That newfangled Journal thing
That newfangled Journal thing
Posted Nov 25, 2011 10:00 UTC (Fri) by anselm (subscriber, #2796)In reply to: That newfangled Journal thing by dlang
Parent article: That newfangled Journal thing
one key thing is that the developers of upstart are not nearly as condescending towards people who disagree with them (they don't get dismissed as "people opposed to all change" instantly)
Maybe this is because at least some of them do seem to give the impression of being »opposed to all change«? It is interesting (or even amusing) to watch the contortions some people are going through in this ongoing discussion just because, according to them, the syslog mechanism may apparently never be changed.
Lennart Poettering has gone to the trouble of posting a large number of blog articles to inform people about systemd in a very factual manner. This does not particularly strike me as something a person as condescending as you claim Lennart is would bother doing.
BSD init to SysV init are both variations of shell scripts. the difference is just in how the scripts are organized.
Well, SysV init did add the whole business of run levels, a jungle of symbolic links, etc., when before there was basically one script that was run during boot. A trivial difference, to be sure :^) At the time SysV init was about as revolutionary compared to the prior approach as systemd is today compared to SysV init. Today's systemd haters would probably have railed against it with the same vituperation.

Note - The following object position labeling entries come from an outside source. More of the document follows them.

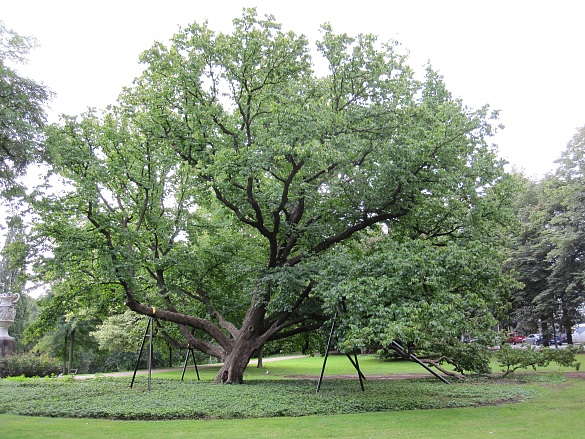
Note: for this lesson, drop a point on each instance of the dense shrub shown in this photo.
(511, 359)
(29, 365)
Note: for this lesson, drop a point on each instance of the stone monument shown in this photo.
(7, 315)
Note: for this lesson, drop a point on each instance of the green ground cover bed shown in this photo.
(112, 398)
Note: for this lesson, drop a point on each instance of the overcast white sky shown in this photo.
(524, 57)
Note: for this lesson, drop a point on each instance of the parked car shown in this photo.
(514, 338)
(556, 341)
(533, 339)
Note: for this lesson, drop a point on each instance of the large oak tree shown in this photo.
(214, 193)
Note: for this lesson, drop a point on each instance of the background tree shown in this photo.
(213, 193)
(22, 114)
(13, 277)
(549, 253)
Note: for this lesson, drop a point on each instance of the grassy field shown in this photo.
(554, 412)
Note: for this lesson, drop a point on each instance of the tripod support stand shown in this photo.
(147, 335)
(353, 361)
(190, 351)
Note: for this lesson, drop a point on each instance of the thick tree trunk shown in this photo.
(247, 341)
(232, 370)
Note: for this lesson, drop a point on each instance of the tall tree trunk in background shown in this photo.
(71, 341)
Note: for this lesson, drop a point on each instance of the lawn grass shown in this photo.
(557, 412)
(554, 411)
(370, 365)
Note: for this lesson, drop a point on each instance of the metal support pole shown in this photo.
(190, 351)
(140, 352)
(326, 352)
(150, 353)
(416, 360)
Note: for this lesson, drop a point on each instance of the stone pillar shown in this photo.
(7, 315)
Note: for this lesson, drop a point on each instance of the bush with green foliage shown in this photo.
(513, 359)
(29, 365)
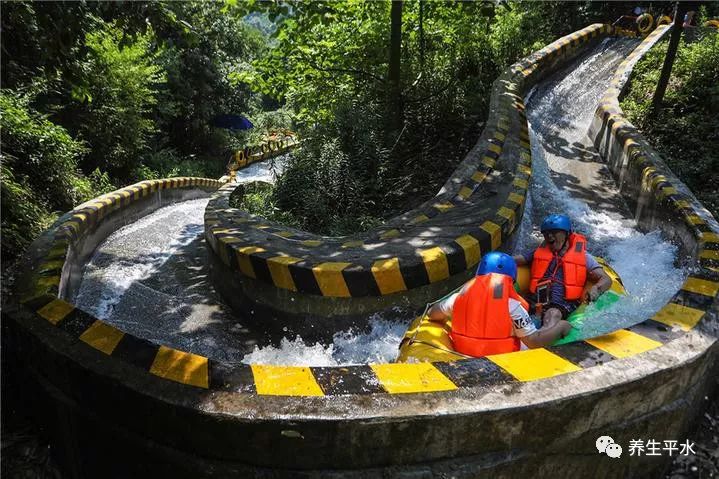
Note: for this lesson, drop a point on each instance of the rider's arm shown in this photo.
(602, 282)
(547, 335)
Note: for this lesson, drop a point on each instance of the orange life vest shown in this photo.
(574, 266)
(481, 324)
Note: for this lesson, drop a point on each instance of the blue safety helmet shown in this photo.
(496, 262)
(556, 222)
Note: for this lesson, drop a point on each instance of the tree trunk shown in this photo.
(395, 54)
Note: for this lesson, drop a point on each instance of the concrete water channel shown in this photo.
(139, 308)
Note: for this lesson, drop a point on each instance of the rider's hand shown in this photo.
(592, 294)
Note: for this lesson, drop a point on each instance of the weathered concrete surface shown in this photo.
(407, 262)
(170, 412)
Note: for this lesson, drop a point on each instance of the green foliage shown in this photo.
(115, 95)
(686, 130)
(39, 176)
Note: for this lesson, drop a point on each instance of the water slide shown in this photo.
(201, 369)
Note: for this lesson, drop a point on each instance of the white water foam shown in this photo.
(646, 262)
(266, 171)
(116, 270)
(379, 345)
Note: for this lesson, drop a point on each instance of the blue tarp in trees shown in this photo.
(232, 122)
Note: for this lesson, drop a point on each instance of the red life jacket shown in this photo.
(481, 324)
(574, 266)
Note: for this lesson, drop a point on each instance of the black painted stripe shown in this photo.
(360, 281)
(76, 322)
(413, 271)
(692, 300)
(136, 351)
(347, 380)
(474, 372)
(35, 304)
(657, 331)
(259, 265)
(484, 239)
(304, 278)
(582, 354)
(231, 377)
(456, 261)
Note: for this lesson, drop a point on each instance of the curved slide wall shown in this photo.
(128, 406)
(311, 284)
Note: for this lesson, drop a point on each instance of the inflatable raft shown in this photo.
(427, 340)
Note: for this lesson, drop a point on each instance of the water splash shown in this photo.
(379, 345)
(559, 114)
(267, 171)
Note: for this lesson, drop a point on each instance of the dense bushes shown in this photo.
(39, 177)
(686, 129)
(98, 95)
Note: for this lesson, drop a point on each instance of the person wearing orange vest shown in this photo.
(560, 267)
(489, 316)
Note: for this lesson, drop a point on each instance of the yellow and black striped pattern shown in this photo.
(397, 378)
(270, 149)
(88, 215)
(290, 260)
(686, 311)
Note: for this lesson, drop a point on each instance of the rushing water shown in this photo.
(171, 307)
(567, 177)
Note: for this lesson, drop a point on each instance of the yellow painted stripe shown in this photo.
(533, 364)
(182, 367)
(102, 336)
(435, 262)
(465, 192)
(515, 198)
(56, 310)
(701, 286)
(709, 237)
(285, 381)
(388, 276)
(419, 219)
(48, 282)
(677, 315)
(442, 207)
(521, 183)
(479, 176)
(280, 271)
(400, 378)
(243, 259)
(508, 213)
(330, 280)
(495, 232)
(311, 243)
(389, 234)
(527, 170)
(471, 249)
(623, 343)
(695, 219)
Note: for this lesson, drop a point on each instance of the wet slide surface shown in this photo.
(159, 288)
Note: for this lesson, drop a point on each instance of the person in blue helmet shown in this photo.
(489, 316)
(560, 268)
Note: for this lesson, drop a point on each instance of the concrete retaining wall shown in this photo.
(311, 283)
(122, 405)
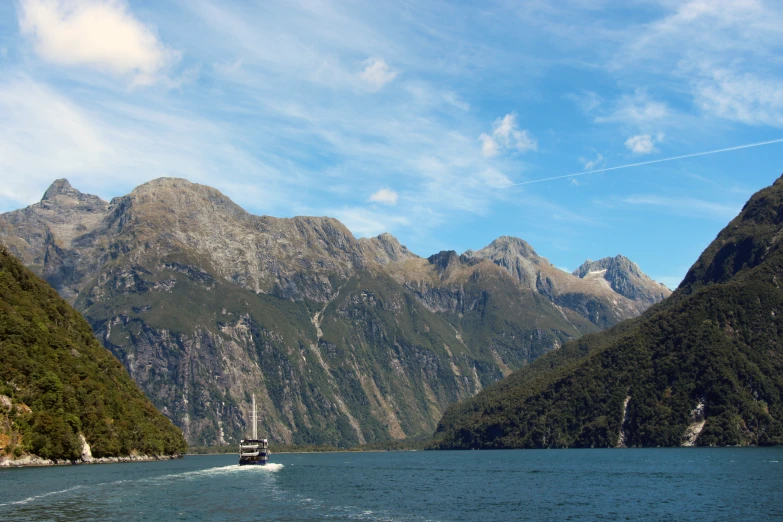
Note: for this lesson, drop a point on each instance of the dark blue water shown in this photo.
(632, 484)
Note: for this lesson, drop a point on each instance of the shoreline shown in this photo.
(33, 461)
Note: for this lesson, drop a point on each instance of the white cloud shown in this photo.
(386, 196)
(452, 99)
(637, 108)
(488, 145)
(643, 143)
(377, 73)
(590, 164)
(107, 148)
(102, 34)
(692, 207)
(507, 135)
(744, 98)
(366, 223)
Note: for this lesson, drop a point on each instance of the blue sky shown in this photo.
(415, 118)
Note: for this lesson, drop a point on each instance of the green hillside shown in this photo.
(705, 367)
(57, 382)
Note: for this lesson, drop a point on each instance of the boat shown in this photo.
(255, 451)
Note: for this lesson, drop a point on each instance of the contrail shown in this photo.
(738, 147)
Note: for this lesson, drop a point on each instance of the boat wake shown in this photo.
(186, 475)
(38, 497)
(222, 470)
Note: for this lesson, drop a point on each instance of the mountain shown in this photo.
(345, 341)
(625, 278)
(63, 395)
(704, 367)
(600, 303)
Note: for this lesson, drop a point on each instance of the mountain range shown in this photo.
(63, 396)
(704, 367)
(344, 340)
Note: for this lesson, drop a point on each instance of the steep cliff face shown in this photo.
(63, 395)
(625, 278)
(704, 367)
(345, 341)
(620, 293)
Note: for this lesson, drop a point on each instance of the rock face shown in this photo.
(345, 341)
(702, 368)
(63, 396)
(625, 278)
(603, 298)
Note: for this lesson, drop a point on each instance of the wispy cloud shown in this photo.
(641, 144)
(385, 196)
(377, 73)
(637, 109)
(506, 135)
(590, 164)
(100, 34)
(684, 206)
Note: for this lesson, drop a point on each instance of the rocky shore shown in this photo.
(35, 461)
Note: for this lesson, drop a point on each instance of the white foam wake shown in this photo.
(223, 470)
(38, 497)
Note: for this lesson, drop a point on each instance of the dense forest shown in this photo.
(704, 367)
(58, 384)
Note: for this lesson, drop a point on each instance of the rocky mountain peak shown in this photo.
(385, 249)
(444, 259)
(625, 277)
(60, 186)
(505, 247)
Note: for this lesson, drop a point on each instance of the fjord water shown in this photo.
(628, 484)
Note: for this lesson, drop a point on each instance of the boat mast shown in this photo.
(255, 419)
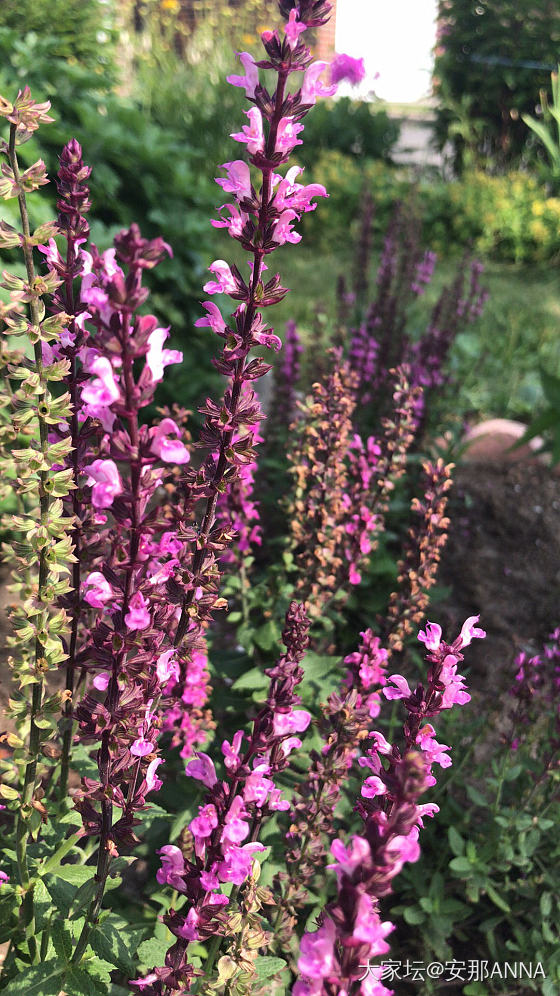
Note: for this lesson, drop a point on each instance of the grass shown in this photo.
(495, 361)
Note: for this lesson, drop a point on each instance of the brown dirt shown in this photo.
(503, 561)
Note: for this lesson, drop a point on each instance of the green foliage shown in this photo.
(510, 217)
(547, 423)
(499, 53)
(83, 33)
(493, 854)
(353, 127)
(142, 170)
(548, 130)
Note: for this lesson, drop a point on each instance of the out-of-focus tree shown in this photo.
(491, 59)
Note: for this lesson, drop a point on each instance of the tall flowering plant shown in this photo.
(123, 534)
(339, 955)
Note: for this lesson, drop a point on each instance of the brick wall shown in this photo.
(325, 47)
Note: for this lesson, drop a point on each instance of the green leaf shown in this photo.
(7, 792)
(266, 967)
(62, 941)
(546, 904)
(268, 635)
(82, 897)
(109, 942)
(79, 983)
(52, 864)
(40, 980)
(456, 842)
(61, 894)
(460, 865)
(74, 874)
(253, 680)
(496, 898)
(152, 952)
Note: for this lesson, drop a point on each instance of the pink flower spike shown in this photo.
(373, 786)
(166, 668)
(401, 691)
(251, 78)
(189, 931)
(212, 319)
(286, 136)
(283, 231)
(103, 390)
(172, 867)
(348, 859)
(167, 449)
(252, 133)
(344, 67)
(153, 783)
(313, 87)
(295, 721)
(317, 952)
(101, 681)
(141, 747)
(225, 284)
(470, 632)
(137, 616)
(97, 590)
(202, 768)
(148, 980)
(104, 477)
(238, 180)
(431, 636)
(382, 746)
(158, 358)
(294, 28)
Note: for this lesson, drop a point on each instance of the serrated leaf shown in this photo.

I haven't done much with upstart, but from what little I've seen of it, it's also based on shell scripts.
With that logic, it would make sense to claim that an air mattress is similar in use and performance to an aircraft carrier since they are both based on the physical principle of flotation.
systemd strongly encourages (if not outright requires) that the logic be implemented in C code
It is true that many of the boot-up tasks that systemd performs, which were traditionally implemented as shell scripts, are provided in the shape of C-based executables. I don't think this is an actual requirement; I seem to recall that the basic idea is to speed up the proceedings. As far as I know there would be no problem with adding things that are implemented in shell code, or replacing some of the C-based tools with shell-based implementations if that proved necessary.
As far as service management is concerned, systemd does implement most of the required logic itself and only relies on non-executable configuration files for the details. This is actually a good thing in my book since, among other benefits, it potentially leads to increased standardisation, where right now the shell-based init scripts are different from one distribution to the next. Again, systemd makes it possible to use traditional SysV-init style init scripts if the administrator so desires. I don't see it as a big problem.
I'm sorry but I don't really see what the rest of your comment has to do with anything.